Inform Colonel Miller, but keep the organization secret as far as practicable. Instructions will follow.



Decherd, August 27, 1862.

Colonel MILLER, Nashville:

You have been assigned to the command of a light brigade. Concentrate it as soon as possible at Murfreesborough and make that point your main rendezvous. The Nineteenth Illinois should reach Nashville by cars to-morrow. Take it and the Eleventh Michigan, Stoke's cavalry, and McCook's cavalry, if it has not left, and march to Murfreesborough. The other cavalry and the artillery will be there by the time you arrive.

You are expected to operate actively in covering our lines out from Nashville, and particularly against the cavalry force of the enemy under Forrest and Morgan.

You should watch especially the region along line through Carthage, Lebanon, and Woodbury, Liberty, and Smithville, but the movements of the enemy's active corps might render it necessary for you to go west of the Chattanooga Railroad.

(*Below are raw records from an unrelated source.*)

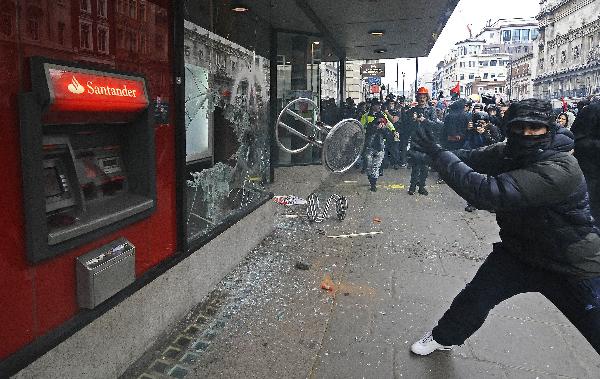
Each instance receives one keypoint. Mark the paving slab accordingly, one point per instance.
(274, 320)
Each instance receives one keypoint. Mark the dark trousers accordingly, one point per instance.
(502, 276)
(403, 148)
(418, 174)
(392, 155)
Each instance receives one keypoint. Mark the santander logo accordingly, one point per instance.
(75, 87)
(106, 90)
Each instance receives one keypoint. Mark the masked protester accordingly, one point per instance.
(586, 129)
(549, 243)
(421, 116)
(375, 140)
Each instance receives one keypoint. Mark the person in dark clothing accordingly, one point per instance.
(420, 116)
(481, 133)
(586, 129)
(376, 133)
(549, 243)
(392, 155)
(455, 126)
(348, 109)
(361, 109)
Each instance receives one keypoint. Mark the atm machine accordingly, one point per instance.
(88, 156)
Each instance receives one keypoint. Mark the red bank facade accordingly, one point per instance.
(115, 61)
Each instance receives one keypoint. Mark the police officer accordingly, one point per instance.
(549, 243)
(420, 116)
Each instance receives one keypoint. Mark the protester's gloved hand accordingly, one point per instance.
(424, 141)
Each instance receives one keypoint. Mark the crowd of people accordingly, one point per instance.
(536, 168)
(459, 124)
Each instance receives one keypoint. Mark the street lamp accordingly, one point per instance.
(403, 75)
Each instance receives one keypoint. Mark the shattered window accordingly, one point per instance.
(227, 136)
(307, 68)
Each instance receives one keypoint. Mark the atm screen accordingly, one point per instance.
(51, 182)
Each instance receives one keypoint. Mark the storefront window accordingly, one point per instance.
(226, 129)
(306, 68)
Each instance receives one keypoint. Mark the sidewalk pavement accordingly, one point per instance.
(270, 318)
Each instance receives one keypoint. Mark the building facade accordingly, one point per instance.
(479, 64)
(568, 51)
(520, 77)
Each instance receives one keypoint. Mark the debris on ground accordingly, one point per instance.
(289, 200)
(302, 266)
(355, 235)
(327, 283)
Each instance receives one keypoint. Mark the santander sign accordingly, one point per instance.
(79, 90)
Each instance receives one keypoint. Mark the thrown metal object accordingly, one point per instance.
(342, 145)
(314, 212)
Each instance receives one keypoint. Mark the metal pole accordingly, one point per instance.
(416, 73)
(403, 94)
(510, 78)
(397, 78)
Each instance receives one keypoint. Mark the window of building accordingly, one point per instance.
(159, 42)
(102, 11)
(120, 38)
(85, 36)
(516, 34)
(60, 33)
(143, 48)
(103, 39)
(143, 15)
(85, 6)
(33, 28)
(6, 24)
(131, 41)
(132, 8)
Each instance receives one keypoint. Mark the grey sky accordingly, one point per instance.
(474, 12)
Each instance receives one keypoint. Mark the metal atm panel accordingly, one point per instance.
(88, 162)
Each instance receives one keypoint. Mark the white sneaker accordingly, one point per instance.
(427, 345)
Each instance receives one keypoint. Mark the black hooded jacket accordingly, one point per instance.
(455, 124)
(542, 205)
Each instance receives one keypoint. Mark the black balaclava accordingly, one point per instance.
(535, 113)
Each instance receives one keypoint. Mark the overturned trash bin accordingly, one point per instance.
(103, 272)
(342, 145)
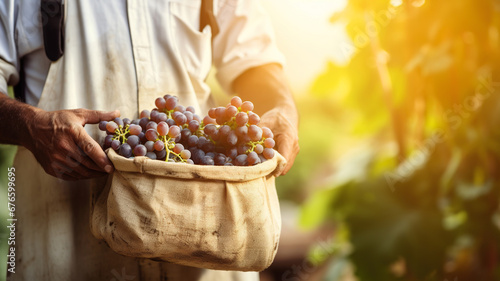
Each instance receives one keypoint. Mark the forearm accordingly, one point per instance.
(15, 118)
(266, 86)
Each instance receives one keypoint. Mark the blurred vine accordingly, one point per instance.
(422, 90)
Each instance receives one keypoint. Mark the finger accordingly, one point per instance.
(84, 160)
(96, 116)
(93, 151)
(61, 171)
(78, 170)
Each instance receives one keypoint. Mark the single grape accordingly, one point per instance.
(208, 146)
(159, 145)
(135, 129)
(126, 121)
(267, 133)
(149, 145)
(162, 128)
(151, 125)
(189, 116)
(241, 119)
(253, 158)
(185, 154)
(115, 145)
(207, 161)
(185, 134)
(180, 108)
(142, 137)
(174, 131)
(241, 160)
(133, 141)
(242, 149)
(269, 143)
(220, 112)
(143, 123)
(107, 141)
(170, 103)
(231, 111)
(197, 155)
(211, 113)
(210, 129)
(241, 131)
(140, 150)
(197, 117)
(180, 119)
(111, 127)
(202, 141)
(161, 155)
(236, 101)
(154, 115)
(253, 119)
(255, 132)
(232, 138)
(151, 135)
(125, 150)
(194, 125)
(258, 148)
(102, 125)
(178, 148)
(162, 117)
(160, 103)
(193, 140)
(247, 106)
(207, 120)
(170, 122)
(268, 153)
(145, 113)
(224, 132)
(232, 152)
(220, 159)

Do not go north of the Cumberland River at present, but report if you see any necessity for doing so. Stoker's Tennessee regiment is sent with you, that you may have the benefit of its members as guides as well as soldiers. You must employ every means to keep yourself fully informed, and use money as freely as necessary for the purpose.

It is expected that you will move your infantry in wagons whenever the nature of the country will permit, and your brigade will therefore have 50 wagons for this purpose, but few other wagons will be necessary. The animals must forage on the country, and no baggage except a blanket be carried by the men and officers. The entire command must subsist as far as possible on the country, and should carry in haversacks as many rations as they can get from time to time, keeping, if possible, three days' on hand. You must carry salt and have butchers with the command, so that you may at any time secure fresh meat. Avoid as far as possible taking any wagons in addition to those required for the infantry, but if it is necessary to carry rations for an expedition a wagon for each regiment may become necessary to carry them and a few cooking utensils. The baggage and baggage trains of your brigade should be at Murfreesborough, with a guard composed of such men as are least fit to accompany the command. You should never start with less than 40 rounds of ammunition. Take a telegraph operator with you, and communicate in cipher by telegraph from intermediate points in case you have anything of importance and cannot reach a regular station.

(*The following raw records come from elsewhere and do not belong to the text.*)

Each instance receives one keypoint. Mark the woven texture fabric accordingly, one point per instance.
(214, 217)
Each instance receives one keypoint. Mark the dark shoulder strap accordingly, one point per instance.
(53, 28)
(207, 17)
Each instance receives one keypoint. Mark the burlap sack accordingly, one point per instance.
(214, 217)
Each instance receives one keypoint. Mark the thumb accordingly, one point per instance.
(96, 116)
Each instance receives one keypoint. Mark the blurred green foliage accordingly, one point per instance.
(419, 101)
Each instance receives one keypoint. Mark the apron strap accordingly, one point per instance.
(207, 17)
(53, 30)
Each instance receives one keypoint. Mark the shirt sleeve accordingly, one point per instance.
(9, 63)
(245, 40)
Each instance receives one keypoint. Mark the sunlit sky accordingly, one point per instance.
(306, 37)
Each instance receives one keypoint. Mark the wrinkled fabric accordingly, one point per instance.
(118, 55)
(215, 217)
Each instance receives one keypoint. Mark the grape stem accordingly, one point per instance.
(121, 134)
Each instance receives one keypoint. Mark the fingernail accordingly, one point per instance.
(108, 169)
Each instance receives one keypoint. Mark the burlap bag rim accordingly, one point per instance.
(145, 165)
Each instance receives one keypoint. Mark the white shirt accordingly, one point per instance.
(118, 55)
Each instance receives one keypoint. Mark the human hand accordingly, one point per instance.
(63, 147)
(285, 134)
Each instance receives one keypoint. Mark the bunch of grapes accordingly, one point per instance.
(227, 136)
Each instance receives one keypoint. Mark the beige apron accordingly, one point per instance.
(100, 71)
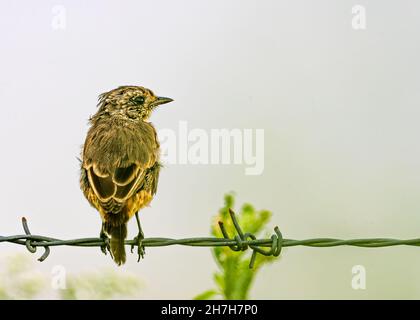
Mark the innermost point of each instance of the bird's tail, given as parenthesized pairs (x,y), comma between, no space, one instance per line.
(118,235)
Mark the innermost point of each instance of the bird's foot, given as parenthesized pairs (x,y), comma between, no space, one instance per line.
(106,246)
(140,247)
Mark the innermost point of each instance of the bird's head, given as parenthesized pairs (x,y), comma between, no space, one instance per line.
(133,102)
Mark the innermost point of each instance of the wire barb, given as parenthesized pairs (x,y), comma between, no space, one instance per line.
(240,242)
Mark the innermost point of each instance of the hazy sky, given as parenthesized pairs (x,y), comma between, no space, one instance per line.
(340,110)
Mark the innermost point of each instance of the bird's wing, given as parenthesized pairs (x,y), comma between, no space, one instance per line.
(117,158)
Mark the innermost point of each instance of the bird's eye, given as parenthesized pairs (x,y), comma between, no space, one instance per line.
(138,100)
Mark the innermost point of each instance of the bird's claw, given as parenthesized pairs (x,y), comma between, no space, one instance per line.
(106,246)
(140,247)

It will be necessary for you to leave a detachment of cavalry-two or three companies-at all times at Murfreesborough for duty at that post.

With activity, vigilance, and determination your brigade can render the most useful service, and it is hoped may soon succeed in either destroying or driving off the cavalry under Morgan and Forrest. You must give some special attention to the safety of your artillery and never expose it to loss.